Mesure des déséquilibres mondiaux : Le G20 à la recherche d’un accord

Mesure des déséquilibres mondiaux : Le G20 à la recherche d’un accord

Déterminée à réformer le système monétaire pour rééquilibrer l’économie mondiale, la présidence française du G20 va plus modestement s’attaquer, dès sa première réunion officielle vendredi et samedi à Paris, aux divergences entre les Etats membres sur la mesure des déséquilibres. La France va lancer, avec les ministres des Finances et gouverneurs de banque centrale des principaux pays riches et émergents, ses chantiers prioritaires: régulation des marchés des matières premières, amélioration de la gouvernance mondiale et réforme du système monétaire international. Cette dernière, défendue aussi par le Fonds monétaire international (FMI), est la réponse de Paris à la «guerre des monnaies» qui a fait rage à l’automne et donne encore lieu à des escarmouches répétées, sur fond de déséquilibres croissants entre les économies. La présidence française cherche notamment les moyens d’inciter la Chine, accusée de maintenir artificiellement sous-évalué le yuan pour doper ses exportations, sur la voie de la convertibilité de sa monnaie. Mais avant de traiter le mal, les grands argentiers doivent établir un diagnostic partagé. Les indicateurs des performances économiques, thermomètre censé mesurer les déséquilibres mondiaux, seront donc au cœur de leur réunion.

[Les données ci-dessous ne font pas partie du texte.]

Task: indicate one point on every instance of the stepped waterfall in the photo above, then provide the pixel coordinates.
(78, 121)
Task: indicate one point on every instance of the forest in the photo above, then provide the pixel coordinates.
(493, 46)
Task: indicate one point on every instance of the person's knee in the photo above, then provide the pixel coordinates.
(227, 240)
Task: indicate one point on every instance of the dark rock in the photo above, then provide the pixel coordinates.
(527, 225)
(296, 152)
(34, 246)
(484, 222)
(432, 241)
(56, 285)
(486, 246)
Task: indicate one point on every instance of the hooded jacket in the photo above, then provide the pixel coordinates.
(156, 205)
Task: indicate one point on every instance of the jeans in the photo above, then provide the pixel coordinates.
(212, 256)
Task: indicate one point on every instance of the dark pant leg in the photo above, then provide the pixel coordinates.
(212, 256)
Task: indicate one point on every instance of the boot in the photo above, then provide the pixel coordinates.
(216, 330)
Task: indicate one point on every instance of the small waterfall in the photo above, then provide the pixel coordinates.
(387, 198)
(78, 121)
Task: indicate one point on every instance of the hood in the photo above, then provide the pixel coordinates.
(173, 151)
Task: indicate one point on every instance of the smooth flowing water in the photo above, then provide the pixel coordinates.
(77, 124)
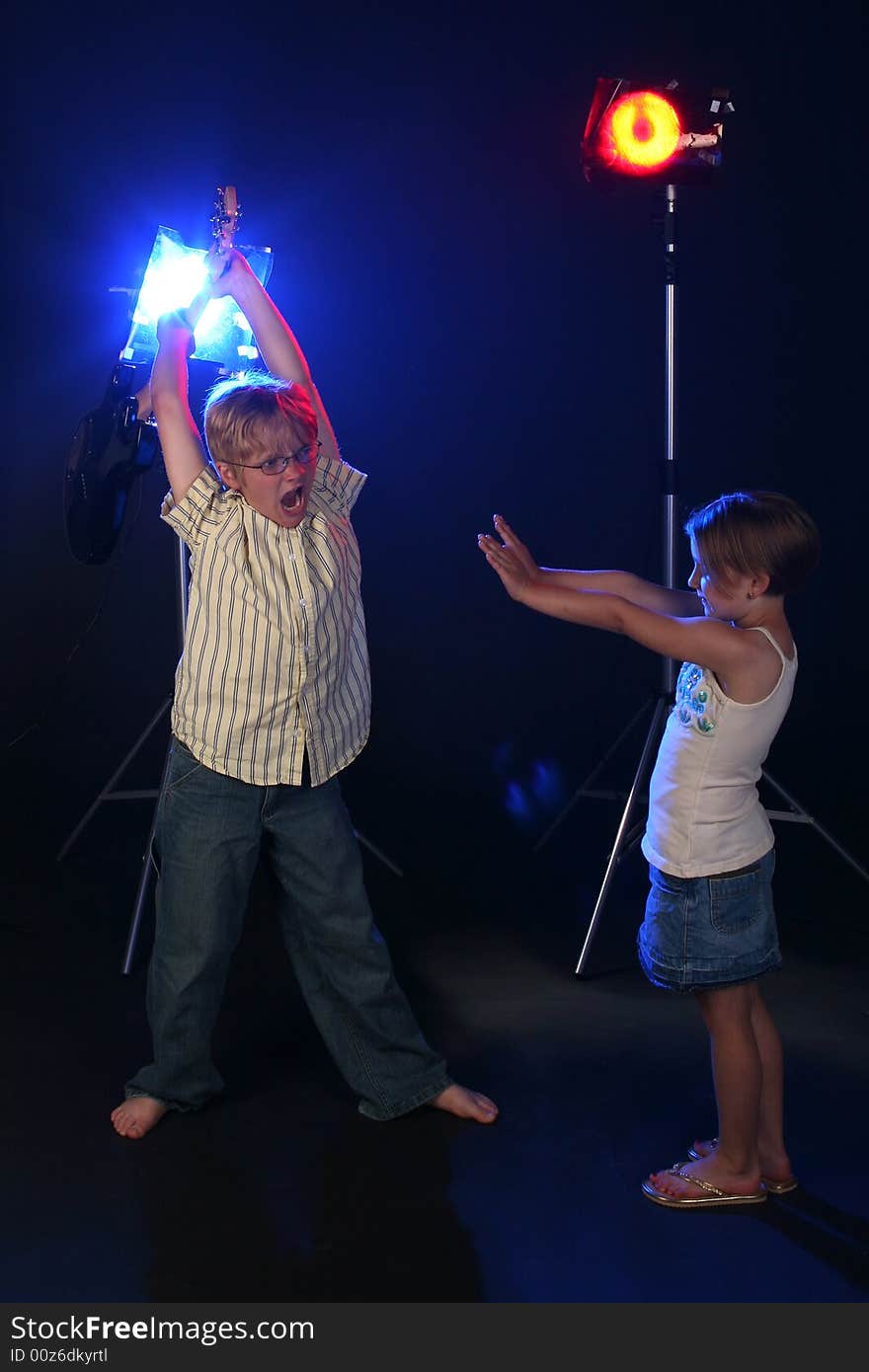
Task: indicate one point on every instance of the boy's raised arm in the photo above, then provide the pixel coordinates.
(182, 446)
(275, 340)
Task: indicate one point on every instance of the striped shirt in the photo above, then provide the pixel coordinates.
(275, 658)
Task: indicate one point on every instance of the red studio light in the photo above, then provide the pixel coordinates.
(653, 132)
(641, 130)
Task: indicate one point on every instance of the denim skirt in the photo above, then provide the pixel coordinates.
(703, 932)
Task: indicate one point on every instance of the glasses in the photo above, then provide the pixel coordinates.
(275, 465)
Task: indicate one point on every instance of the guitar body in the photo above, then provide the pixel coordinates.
(109, 450)
(112, 446)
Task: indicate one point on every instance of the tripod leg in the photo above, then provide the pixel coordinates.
(597, 767)
(144, 878)
(378, 854)
(802, 815)
(106, 791)
(651, 738)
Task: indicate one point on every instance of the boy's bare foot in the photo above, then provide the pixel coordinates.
(137, 1115)
(774, 1167)
(467, 1105)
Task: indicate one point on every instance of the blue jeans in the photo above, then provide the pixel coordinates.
(209, 834)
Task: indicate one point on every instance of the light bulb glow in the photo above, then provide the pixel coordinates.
(640, 132)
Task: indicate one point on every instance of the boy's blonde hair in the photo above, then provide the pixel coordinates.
(256, 416)
(756, 531)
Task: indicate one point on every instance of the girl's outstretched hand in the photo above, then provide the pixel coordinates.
(510, 559)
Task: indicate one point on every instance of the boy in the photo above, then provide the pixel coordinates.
(272, 701)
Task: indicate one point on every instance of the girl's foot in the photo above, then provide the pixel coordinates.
(774, 1167)
(679, 1187)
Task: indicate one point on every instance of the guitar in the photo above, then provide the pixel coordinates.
(116, 442)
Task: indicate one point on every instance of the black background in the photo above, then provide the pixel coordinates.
(488, 333)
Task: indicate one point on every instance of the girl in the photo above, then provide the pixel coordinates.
(709, 926)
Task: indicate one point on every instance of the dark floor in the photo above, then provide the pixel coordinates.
(283, 1191)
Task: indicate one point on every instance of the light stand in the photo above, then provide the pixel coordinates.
(601, 151)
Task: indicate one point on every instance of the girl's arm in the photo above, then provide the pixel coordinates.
(706, 641)
(630, 587)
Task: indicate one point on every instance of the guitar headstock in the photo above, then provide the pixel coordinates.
(225, 218)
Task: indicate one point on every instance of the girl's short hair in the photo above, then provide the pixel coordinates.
(756, 531)
(247, 416)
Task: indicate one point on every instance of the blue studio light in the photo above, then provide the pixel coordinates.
(173, 276)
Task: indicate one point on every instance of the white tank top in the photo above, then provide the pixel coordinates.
(704, 811)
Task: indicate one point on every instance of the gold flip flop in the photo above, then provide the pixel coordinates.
(713, 1196)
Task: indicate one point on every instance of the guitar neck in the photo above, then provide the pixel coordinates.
(224, 227)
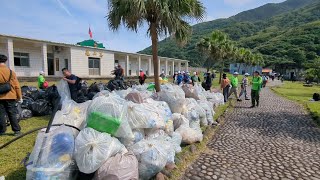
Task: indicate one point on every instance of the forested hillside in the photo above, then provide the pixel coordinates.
(285, 33)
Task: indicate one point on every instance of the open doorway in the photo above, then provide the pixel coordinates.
(50, 60)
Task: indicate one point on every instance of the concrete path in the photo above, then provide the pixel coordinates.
(274, 141)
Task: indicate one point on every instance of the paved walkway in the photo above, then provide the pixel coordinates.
(275, 141)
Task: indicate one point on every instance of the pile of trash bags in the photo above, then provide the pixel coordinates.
(124, 134)
(40, 102)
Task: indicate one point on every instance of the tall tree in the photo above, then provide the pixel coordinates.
(163, 17)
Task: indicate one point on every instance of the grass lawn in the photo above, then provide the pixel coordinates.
(12, 155)
(297, 92)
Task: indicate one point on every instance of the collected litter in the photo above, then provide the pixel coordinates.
(127, 133)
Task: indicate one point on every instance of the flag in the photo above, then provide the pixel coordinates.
(90, 33)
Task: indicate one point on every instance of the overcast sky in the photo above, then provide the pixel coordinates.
(68, 20)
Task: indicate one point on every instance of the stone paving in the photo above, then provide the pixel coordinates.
(274, 141)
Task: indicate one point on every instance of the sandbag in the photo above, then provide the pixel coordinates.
(93, 148)
(179, 120)
(40, 108)
(52, 155)
(134, 97)
(119, 167)
(109, 114)
(152, 157)
(190, 135)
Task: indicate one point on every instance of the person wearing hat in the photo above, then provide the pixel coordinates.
(10, 93)
(142, 77)
(244, 85)
(234, 84)
(41, 80)
(256, 88)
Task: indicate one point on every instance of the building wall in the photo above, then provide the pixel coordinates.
(80, 62)
(35, 58)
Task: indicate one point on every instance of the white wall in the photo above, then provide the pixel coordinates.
(80, 62)
(35, 58)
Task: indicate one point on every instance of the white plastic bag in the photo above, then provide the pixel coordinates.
(207, 106)
(178, 120)
(72, 113)
(93, 148)
(113, 119)
(190, 135)
(52, 155)
(152, 157)
(119, 167)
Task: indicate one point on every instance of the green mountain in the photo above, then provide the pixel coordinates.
(287, 32)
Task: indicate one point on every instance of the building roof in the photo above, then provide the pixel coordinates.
(76, 45)
(91, 43)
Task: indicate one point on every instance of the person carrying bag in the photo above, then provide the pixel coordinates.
(10, 92)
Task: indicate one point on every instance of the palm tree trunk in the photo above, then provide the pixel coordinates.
(239, 67)
(222, 67)
(154, 40)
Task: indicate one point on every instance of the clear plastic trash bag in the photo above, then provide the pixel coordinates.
(104, 93)
(208, 107)
(179, 120)
(109, 114)
(53, 155)
(72, 113)
(152, 156)
(119, 167)
(93, 148)
(190, 135)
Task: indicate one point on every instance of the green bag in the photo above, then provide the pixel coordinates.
(104, 123)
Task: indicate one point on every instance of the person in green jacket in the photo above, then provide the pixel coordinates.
(234, 84)
(41, 80)
(256, 88)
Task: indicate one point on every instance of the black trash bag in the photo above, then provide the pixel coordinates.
(35, 95)
(25, 114)
(96, 87)
(40, 108)
(91, 95)
(316, 96)
(27, 101)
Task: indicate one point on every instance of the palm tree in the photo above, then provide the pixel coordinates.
(217, 47)
(163, 17)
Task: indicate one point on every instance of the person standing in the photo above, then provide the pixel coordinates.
(142, 77)
(41, 80)
(194, 78)
(256, 88)
(208, 83)
(244, 85)
(234, 85)
(72, 81)
(10, 92)
(225, 86)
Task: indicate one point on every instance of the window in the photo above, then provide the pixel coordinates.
(21, 59)
(94, 66)
(57, 64)
(66, 63)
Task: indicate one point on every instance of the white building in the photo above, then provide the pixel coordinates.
(27, 57)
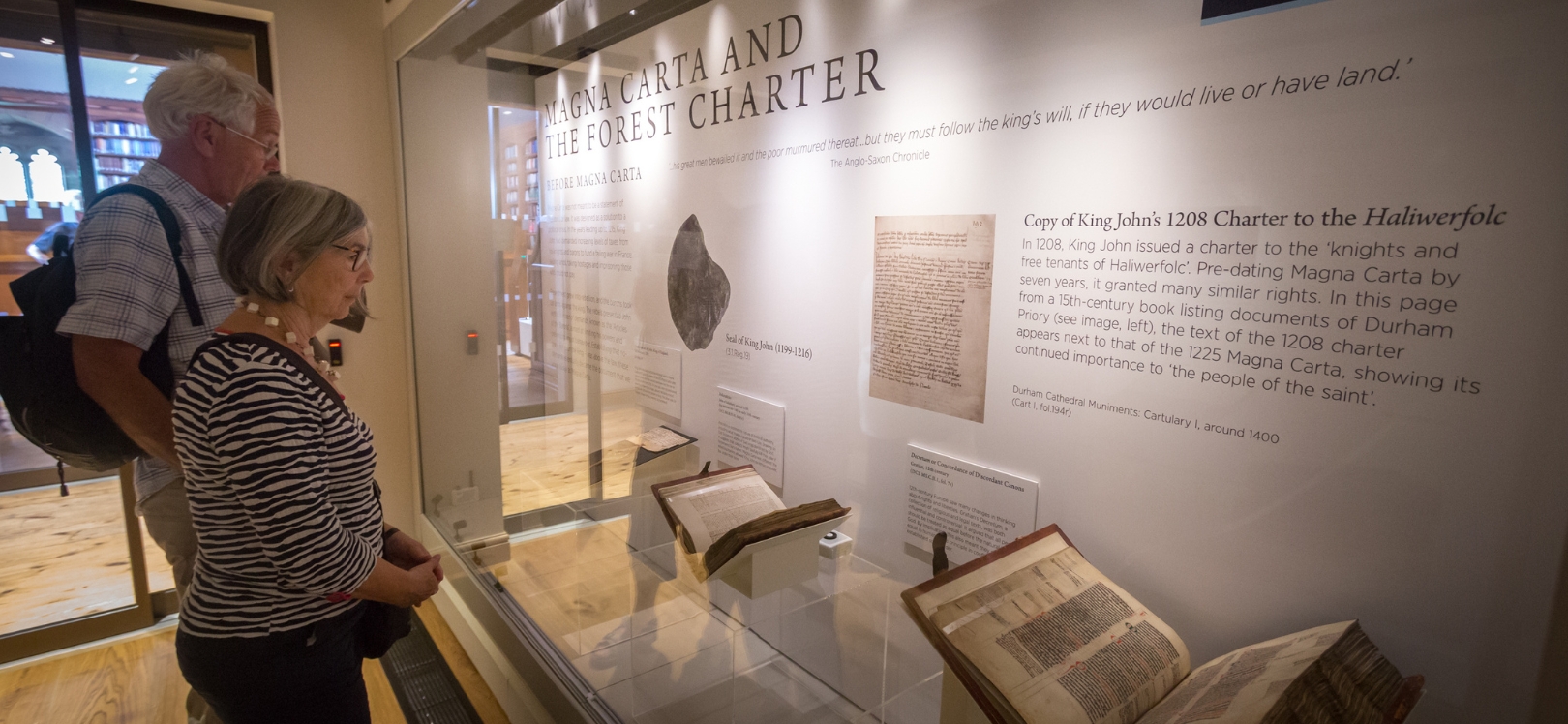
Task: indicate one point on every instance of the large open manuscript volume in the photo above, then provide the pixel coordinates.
(1037, 635)
(718, 514)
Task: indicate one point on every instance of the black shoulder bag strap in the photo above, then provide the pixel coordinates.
(171, 229)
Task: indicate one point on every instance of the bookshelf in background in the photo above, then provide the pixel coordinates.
(119, 148)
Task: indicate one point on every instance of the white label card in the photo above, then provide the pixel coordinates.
(979, 508)
(751, 432)
(659, 378)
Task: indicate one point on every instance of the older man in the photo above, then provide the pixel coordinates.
(218, 132)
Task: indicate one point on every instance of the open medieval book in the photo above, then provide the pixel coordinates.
(722, 513)
(1037, 635)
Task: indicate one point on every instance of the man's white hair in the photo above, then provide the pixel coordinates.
(202, 85)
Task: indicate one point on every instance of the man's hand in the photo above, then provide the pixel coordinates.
(408, 554)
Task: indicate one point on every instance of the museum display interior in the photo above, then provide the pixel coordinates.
(1080, 288)
(753, 361)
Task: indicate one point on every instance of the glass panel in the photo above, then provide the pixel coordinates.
(119, 58)
(40, 176)
(974, 268)
(121, 55)
(60, 557)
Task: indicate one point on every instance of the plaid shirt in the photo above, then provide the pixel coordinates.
(126, 283)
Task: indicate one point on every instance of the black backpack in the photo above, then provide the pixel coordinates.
(38, 377)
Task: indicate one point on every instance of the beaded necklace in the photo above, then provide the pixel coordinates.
(325, 367)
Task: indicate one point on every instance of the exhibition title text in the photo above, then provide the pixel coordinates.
(648, 104)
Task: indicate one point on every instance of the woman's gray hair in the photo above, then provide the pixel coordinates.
(202, 85)
(275, 218)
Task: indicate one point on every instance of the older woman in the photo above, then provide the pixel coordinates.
(280, 475)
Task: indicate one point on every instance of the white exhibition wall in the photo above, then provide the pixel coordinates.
(1275, 304)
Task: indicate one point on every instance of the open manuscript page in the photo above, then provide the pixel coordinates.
(1244, 685)
(710, 506)
(1057, 640)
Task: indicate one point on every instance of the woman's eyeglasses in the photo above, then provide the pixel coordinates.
(358, 256)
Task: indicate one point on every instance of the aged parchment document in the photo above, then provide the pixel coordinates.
(1062, 643)
(710, 506)
(932, 313)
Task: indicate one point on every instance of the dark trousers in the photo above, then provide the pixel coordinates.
(311, 675)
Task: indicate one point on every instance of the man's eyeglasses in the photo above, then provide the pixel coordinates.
(358, 256)
(272, 151)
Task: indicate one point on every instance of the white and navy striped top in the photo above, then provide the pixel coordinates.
(281, 481)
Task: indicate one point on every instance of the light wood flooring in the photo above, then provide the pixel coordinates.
(136, 680)
(544, 461)
(66, 557)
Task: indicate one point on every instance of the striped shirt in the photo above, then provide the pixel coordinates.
(126, 284)
(281, 480)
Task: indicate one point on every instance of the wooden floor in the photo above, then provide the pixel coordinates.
(546, 461)
(66, 557)
(138, 682)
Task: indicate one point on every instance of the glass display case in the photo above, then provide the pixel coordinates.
(1159, 275)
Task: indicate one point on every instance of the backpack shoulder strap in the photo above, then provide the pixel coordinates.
(171, 229)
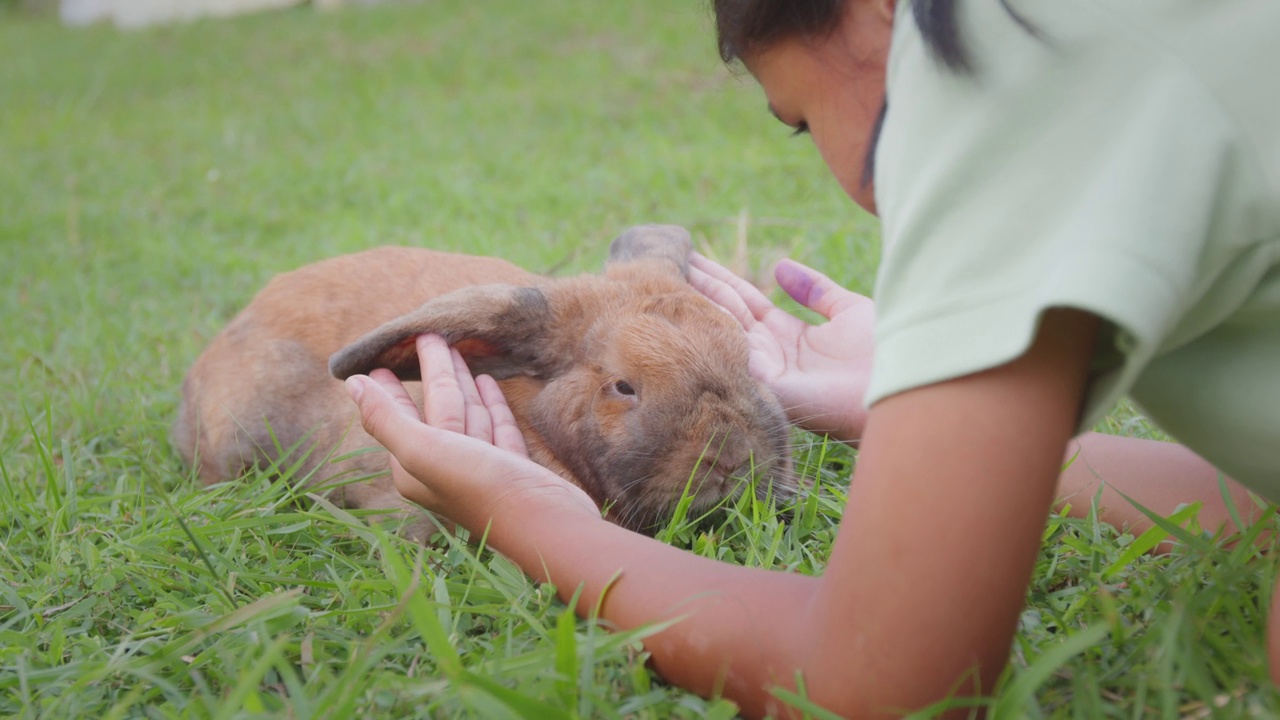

«Notre espoir, c’est de parvenir à des indicateurs dès samedi prochain», a déclaré la ministre française Christine Lagarde en présentant ses priorités. Elle a toutefois admis qu’il n’y avait «pas d’accord à ce jour», «sinon on se réunirait samedi pour enfiler des perles». L’idée, actée lors du dernier sommet du G20 en novembre à Séoul, est de mettre au point une liste d’indicateurs pour faire une première évaluation des Etats membres d’ici mi-2011, espère-t-on à Paris. La seconde moitié de l’année serait ainsi consacrée à l’examen approfondi, assorti de recommandations de politique économique, des pays qui, selon les termes de Christine Lagarde, «divergent trop fortement d’un chemin de croissance optimal pour la communauté internationale». Mais des «débats assez durs» ont opposé pays riches et émergents avant ce G20 Finances, selon une source proche des négociations. Les Brics (Brésil, Russie, Inde, Chine et Afrique du Sud), et en particulier Pékin, ont émis des réserves sur ce processus d’évaluation. Les pays occidentaux en ont accepté le principe, même si certains «y voient une manière bien compliquée pour traiter, in fine, du problème de la Chine», de ses excédents commerciaux insolents et de ses réserves de change colossales, relève cette source. Quant à la liste des indicateurs, les négociations sont ardues. Un accord est «probable» sur cinq mesures, a affirmé, mercredi, une source allemande: solde des comptes courants, taux de change réels, réserves de change, déficit et dette publics, épargne privée. Mais dès qu’il s’agit d’analyses plus pointues, chaque pays semble ne vouloir retenir que les indicateurs qui reflètent le moins ses déséquilibres.